First, the author goes very far out of his way to only paint himself as the bad guy in the failing relationship.  Very little time is spared to his wife's personal struggles and bad moments, save as understandable background.  For example, she had a bout with post-partum depression.  This, he talks about, but only in the kindest, most "this was not her fault" way.  Which, for that sort of thing, is quite accurate.  (Post partum depression is nobody's fault.)

However... I am in a marriage that's been on the metaphorical rocks like this at one time.  The problem is never, ever, just one person in the relationship.  And while the wife points that fact out, repeatedly, the fact remains that the description of difficulties and changes were all on the autistic author's side of things.  Nothing (or very little) is said of changes the neurotypical wife needed to make.  

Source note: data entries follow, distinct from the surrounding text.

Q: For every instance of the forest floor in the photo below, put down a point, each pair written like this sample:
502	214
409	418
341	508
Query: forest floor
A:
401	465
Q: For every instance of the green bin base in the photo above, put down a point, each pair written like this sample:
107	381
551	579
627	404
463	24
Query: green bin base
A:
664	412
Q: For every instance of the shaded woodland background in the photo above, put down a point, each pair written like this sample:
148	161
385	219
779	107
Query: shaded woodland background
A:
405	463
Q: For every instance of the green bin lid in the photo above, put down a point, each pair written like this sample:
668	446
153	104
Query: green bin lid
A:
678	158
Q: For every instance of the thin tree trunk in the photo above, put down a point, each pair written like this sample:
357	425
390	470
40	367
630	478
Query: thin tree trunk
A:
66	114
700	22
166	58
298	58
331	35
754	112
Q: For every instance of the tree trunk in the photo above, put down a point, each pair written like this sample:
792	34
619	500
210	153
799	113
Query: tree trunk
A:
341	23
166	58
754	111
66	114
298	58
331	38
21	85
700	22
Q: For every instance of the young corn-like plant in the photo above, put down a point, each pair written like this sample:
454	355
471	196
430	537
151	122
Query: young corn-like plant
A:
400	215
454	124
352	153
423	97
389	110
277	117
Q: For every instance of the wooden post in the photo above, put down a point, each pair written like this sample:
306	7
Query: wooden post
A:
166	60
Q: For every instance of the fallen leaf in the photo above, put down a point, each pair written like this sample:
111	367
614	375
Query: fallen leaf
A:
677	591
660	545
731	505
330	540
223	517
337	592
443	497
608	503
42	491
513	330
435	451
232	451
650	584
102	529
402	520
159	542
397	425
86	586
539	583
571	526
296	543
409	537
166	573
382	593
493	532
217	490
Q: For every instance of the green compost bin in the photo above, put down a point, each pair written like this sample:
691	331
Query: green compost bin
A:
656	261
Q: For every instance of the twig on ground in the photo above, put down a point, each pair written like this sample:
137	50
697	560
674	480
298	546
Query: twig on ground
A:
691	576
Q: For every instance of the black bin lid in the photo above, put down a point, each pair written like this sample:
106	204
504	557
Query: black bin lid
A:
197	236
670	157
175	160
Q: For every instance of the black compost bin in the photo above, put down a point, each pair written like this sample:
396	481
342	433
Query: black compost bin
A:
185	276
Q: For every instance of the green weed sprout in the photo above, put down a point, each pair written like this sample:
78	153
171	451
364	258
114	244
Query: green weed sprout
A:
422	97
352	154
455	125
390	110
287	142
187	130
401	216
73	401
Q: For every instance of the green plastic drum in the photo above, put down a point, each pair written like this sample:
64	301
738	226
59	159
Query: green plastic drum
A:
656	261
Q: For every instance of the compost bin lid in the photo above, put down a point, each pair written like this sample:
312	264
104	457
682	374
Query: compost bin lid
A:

And while plenty of his pettiness, cruelties, anger issues, and other sub-optimal behaviors are described in this book... nothing at all is mentioned of hers, save in a quote or two that... strike me as kind of unkind even though the flow of the narrative doesn't seem to even notice.  

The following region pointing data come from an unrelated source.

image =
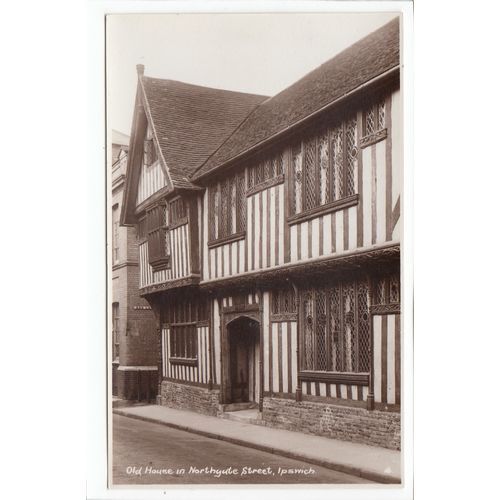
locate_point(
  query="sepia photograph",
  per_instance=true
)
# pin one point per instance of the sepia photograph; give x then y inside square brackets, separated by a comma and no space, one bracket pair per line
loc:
[255,230]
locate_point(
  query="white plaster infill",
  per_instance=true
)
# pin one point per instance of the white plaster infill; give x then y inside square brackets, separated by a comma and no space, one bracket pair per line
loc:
[137,368]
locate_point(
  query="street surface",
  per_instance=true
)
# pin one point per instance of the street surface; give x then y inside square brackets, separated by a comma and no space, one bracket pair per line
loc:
[149,453]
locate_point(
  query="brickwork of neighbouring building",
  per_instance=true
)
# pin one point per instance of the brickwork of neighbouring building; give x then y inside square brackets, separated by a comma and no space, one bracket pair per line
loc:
[376,428]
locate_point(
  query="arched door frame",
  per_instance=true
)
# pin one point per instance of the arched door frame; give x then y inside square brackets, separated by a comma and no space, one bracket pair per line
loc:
[252,312]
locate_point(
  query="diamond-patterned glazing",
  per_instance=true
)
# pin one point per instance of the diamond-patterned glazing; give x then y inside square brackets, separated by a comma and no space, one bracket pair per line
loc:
[324,170]
[297,176]
[381,115]
[321,347]
[337,151]
[308,331]
[352,155]
[363,328]
[370,121]
[310,177]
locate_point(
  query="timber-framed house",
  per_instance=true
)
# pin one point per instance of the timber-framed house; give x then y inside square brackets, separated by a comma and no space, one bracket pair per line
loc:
[269,244]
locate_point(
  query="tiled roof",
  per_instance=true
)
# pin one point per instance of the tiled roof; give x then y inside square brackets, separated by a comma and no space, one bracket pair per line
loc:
[191,122]
[356,65]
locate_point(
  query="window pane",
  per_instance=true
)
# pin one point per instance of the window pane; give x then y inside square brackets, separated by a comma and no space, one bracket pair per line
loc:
[297,176]
[308,331]
[241,202]
[324,171]
[336,353]
[216,212]
[232,215]
[370,121]
[363,329]
[381,115]
[349,327]
[321,348]
[310,175]
[352,155]
[337,151]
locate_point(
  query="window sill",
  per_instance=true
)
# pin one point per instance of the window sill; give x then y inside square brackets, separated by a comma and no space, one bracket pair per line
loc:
[160,264]
[377,136]
[274,181]
[385,309]
[184,361]
[335,378]
[333,206]
[283,317]
[227,239]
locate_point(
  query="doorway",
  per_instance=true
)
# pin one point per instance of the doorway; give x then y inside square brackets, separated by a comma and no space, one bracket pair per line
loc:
[243,339]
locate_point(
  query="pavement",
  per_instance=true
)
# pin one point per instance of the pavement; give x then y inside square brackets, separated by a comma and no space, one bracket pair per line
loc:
[376,464]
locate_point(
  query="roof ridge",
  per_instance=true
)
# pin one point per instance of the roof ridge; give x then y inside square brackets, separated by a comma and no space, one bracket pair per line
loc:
[376,53]
[204,87]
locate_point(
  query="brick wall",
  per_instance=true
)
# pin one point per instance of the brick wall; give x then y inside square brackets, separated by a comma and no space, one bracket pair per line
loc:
[376,428]
[137,386]
[188,397]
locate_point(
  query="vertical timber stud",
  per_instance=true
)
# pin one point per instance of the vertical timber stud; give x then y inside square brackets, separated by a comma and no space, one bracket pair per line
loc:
[287,200]
[261,351]
[194,248]
[298,390]
[222,354]
[211,343]
[370,401]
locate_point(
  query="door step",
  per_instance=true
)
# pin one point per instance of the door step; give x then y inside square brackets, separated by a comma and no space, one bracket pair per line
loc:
[238,406]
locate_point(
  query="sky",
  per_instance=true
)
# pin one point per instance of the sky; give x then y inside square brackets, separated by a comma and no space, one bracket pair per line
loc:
[255,53]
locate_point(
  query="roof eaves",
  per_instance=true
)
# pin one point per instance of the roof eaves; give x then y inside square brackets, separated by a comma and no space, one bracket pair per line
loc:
[281,132]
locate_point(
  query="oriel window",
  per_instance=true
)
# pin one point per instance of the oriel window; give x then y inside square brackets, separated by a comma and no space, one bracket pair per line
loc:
[158,237]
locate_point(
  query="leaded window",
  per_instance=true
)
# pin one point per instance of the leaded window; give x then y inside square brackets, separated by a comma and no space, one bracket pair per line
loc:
[374,118]
[177,212]
[142,229]
[149,152]
[283,301]
[184,342]
[158,237]
[227,208]
[324,167]
[386,289]
[335,328]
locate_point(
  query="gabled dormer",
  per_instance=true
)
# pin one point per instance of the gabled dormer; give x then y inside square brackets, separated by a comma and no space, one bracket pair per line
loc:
[176,127]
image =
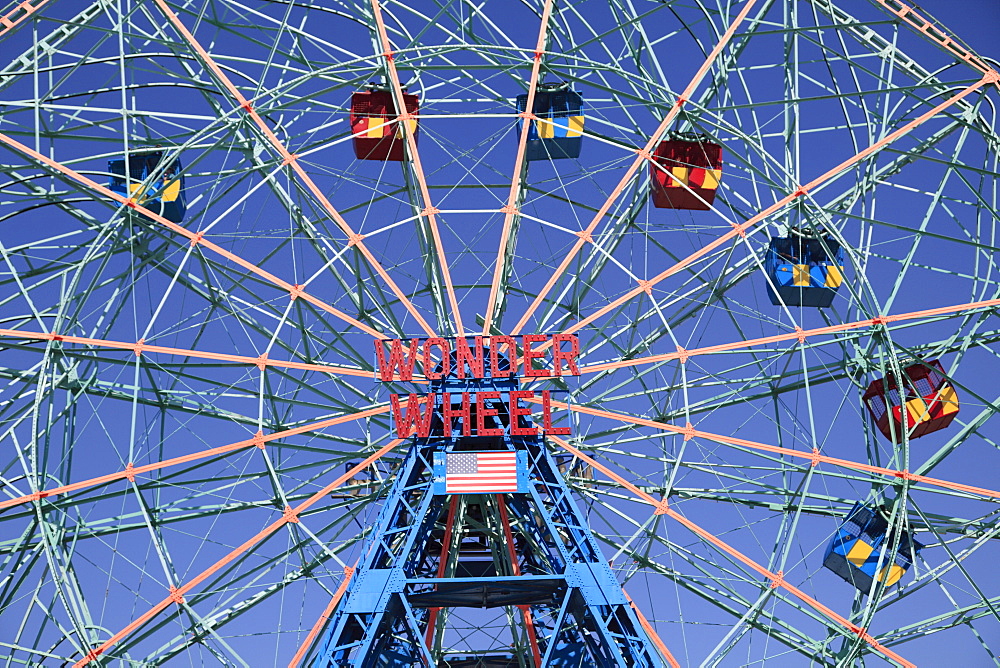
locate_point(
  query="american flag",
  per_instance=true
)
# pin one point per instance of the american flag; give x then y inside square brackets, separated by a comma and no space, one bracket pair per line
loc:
[481,472]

So, I can see why the author would do make the choice to do this.  By only portraying himself as the failure point in the relationship, he avoids any additional damage to his relationship by avoiding literally all arguments about who said what, and what was meant, and whether it should be included or not.  

Point two, though...  is that's not realistic.  Nor is it kind to other autistic people in difficult relationships.  In a difficult time in a relationship, both (or all) members have to be resolved to mending the relationship, and the time and effort that will take.  They have to be willing to take a hard look at themselves- not the other person, themselves-  and say "this needs to change, it needs to change now, and I need to change it."  

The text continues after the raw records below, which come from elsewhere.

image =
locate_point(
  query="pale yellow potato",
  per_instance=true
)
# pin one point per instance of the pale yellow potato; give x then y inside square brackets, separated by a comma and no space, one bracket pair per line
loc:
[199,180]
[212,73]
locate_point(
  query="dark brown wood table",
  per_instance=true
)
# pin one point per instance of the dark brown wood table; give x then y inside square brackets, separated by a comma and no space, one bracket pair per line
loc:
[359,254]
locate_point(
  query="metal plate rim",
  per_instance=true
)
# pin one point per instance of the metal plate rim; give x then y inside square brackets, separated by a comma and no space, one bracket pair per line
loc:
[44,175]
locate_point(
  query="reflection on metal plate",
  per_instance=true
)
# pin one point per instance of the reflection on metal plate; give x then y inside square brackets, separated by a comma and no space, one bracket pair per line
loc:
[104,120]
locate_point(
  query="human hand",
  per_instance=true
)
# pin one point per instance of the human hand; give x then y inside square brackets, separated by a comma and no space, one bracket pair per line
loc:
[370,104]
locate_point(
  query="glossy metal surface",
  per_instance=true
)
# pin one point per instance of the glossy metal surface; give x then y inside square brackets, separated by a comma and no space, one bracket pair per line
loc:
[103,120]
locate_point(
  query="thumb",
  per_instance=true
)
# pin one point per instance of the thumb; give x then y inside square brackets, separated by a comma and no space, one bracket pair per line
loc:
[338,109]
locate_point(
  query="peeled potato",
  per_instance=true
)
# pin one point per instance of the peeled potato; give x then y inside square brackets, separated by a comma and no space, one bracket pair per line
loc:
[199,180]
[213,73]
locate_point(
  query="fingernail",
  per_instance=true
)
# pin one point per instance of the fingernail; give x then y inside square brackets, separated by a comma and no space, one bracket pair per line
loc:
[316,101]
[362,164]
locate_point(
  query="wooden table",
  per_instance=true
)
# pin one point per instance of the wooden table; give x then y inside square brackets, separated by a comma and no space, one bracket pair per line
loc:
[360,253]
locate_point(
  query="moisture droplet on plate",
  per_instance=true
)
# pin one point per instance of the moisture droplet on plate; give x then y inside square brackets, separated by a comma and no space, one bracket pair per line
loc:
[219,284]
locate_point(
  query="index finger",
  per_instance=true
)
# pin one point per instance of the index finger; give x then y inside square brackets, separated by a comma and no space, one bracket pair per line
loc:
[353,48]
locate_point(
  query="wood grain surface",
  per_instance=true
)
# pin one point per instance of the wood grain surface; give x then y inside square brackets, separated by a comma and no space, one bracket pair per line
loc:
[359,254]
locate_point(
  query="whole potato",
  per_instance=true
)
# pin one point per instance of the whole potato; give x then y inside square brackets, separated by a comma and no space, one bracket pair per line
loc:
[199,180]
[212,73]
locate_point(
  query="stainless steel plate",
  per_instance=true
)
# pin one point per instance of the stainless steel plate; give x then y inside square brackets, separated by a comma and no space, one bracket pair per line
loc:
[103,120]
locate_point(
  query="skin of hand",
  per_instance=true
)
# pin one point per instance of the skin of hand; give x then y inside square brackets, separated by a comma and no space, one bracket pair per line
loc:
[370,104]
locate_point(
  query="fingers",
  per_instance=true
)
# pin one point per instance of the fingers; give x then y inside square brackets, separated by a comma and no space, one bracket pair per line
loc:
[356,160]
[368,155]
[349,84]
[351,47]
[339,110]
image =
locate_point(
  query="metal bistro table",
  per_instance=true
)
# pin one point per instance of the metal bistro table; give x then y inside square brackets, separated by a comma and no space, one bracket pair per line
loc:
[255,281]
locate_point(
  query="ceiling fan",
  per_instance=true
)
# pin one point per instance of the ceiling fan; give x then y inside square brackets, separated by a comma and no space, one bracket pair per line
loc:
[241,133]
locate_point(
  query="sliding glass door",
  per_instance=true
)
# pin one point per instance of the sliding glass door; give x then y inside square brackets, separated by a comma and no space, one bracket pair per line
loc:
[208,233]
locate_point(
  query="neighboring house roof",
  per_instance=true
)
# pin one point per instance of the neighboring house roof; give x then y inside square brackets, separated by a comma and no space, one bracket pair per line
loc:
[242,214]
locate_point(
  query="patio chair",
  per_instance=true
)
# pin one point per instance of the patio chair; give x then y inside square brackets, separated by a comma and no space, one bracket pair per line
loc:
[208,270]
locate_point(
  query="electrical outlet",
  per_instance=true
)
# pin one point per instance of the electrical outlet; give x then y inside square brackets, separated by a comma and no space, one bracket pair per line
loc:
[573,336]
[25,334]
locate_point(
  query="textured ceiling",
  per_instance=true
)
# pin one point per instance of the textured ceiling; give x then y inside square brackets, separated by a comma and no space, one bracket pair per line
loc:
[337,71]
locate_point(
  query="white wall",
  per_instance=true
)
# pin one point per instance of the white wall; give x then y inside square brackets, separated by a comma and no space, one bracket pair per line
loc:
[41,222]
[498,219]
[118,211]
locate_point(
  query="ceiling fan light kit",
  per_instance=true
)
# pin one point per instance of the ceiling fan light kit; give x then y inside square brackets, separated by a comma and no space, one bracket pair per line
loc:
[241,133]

So yes, the autistic person needs to figure out a journal of best practices or what have you... but the focus shouldn't just be on that person to change themself and thereby fix the whole relationship.  That's not healthy, not fair, and not kind.  In that regard, I feel this book does a disservice to autistic people.  

In the author's defense, this is a stunningly difficult subject to write about.  Even with the self-demonizing stylistic choice, such things aren't common.  I presume that's because most people don't care to talk about their personal failings at length.  Especially if a failed marriage or nearly failed marriage is in the picture.  Exhibit A is typing this book review for you right now.  (My spouse and I are doing okay now, fyi.)

The last thing to note about this book is that at no point does the author really gush about his wife or say things like "I love her very much."  Like many autistic people, Finch is extremely practical in his descriptions and appreciation.  He'll tell you exactly why, in detail, his wife is a wonderful human, but won't go into much by way of mushy emotional stuff.  

Which made me wonder if perhaps he's the sort of person that, like many autistic people, forgets to say "I love you" as well as demonstrate that love.  That's a difficult pill for some parents and spouses to swallow, that their loved one simply doesn't feel the need to repeat the sentiment, or even speak it once.  It's the sort of thing that can be taught, but knowing to do so is sometimes beyond us.  

Read This Book If

You want a blunt and honest account of one autistic man and his wife working (successfully) to save their relationship.  Autistic adults would probably get the most from this, but spouses and SOs of autistic people might also find it helpful, as might relationship counselors that want a memoir-style introduction to the subject before learning about the specific people they're going to help.  And of course, anyone in the general population who's interested in such an account.

This is a quirky account that doesn't shy from admitting the ugly that so often occurs with a failing relationship.  It is hilariously entertaining at times, soul-crushing at others.  I found it an emotionally draining read, perhaps because of my own (fairly recent) struggle.  It does, however, have a happy ending, so at least you're rewarded with that after managing the rest.